Tout cela est une manne tombée du ciel pour l'Etat islamique, plus c’est "impitoyable" plus c’est mieux. Après tout, l'objectif de ce groupe de disjonctés est, comme ils écrivent dans leur magazine en ligne « l'extinction des zones grises» dans le monde. En d'autres termes, ils cherchent à exacerber les différences partout, ce qui signifie l'ouverture de l’abîme où la complexité et l'interaction existaient autrefois. Leur rêve est de vivre dans un monde en noir et blanc de clarté politique et religieuse absolue (et de calamité), tout en engageant ce que les experts américains appellent le «choc des civilisations». Quelle joie pour l'État islamique!
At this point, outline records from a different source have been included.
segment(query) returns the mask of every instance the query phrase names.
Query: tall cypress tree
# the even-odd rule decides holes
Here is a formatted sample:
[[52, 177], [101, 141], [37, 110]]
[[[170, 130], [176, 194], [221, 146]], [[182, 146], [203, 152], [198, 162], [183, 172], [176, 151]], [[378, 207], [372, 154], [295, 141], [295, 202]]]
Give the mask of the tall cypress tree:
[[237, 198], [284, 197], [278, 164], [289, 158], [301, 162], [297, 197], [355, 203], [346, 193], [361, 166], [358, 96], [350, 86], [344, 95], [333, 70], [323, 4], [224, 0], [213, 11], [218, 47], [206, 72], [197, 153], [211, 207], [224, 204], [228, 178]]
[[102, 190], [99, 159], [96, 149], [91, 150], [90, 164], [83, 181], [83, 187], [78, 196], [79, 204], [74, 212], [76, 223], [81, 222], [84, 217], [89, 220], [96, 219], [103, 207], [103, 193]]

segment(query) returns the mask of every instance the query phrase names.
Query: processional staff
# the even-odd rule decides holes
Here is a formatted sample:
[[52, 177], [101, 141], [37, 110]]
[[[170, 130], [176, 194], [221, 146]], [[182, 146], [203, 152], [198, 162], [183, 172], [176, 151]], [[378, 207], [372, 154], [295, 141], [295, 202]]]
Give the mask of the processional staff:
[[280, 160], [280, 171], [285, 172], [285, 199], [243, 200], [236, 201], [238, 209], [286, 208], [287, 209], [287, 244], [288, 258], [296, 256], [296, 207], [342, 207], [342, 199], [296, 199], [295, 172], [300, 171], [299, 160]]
Dans le contexte européen et suite à la destruction de ces «zones grises» dans l'esprit et dans la chair, les attentats de Paris devraient également être considérés comme la première incursion de l'État islamique dans la campagne présidentielle française de 2017. Pensez à ces massacres comme une approbation enthousiaste des candidats extrémistes comme Marine Le Pen, dont les sondages étaient déjà à la hausse avant même les attaques, et son Front National anti-immigration, anti-musulman. Elle est maintenant, en effet, la candidate choisie, la mieux  susceptible de chasser les zones grises. Dans le processus, bien sûr, la pression est bien grande auprès des plus en plus isolées populations musulmanes de France –et ne fera qu'augmenter.

De telles attaques sont la panacée pour ajouter du vent dans les voiles déjà bien gonflées des partis d'extrême-droite partout en Europe.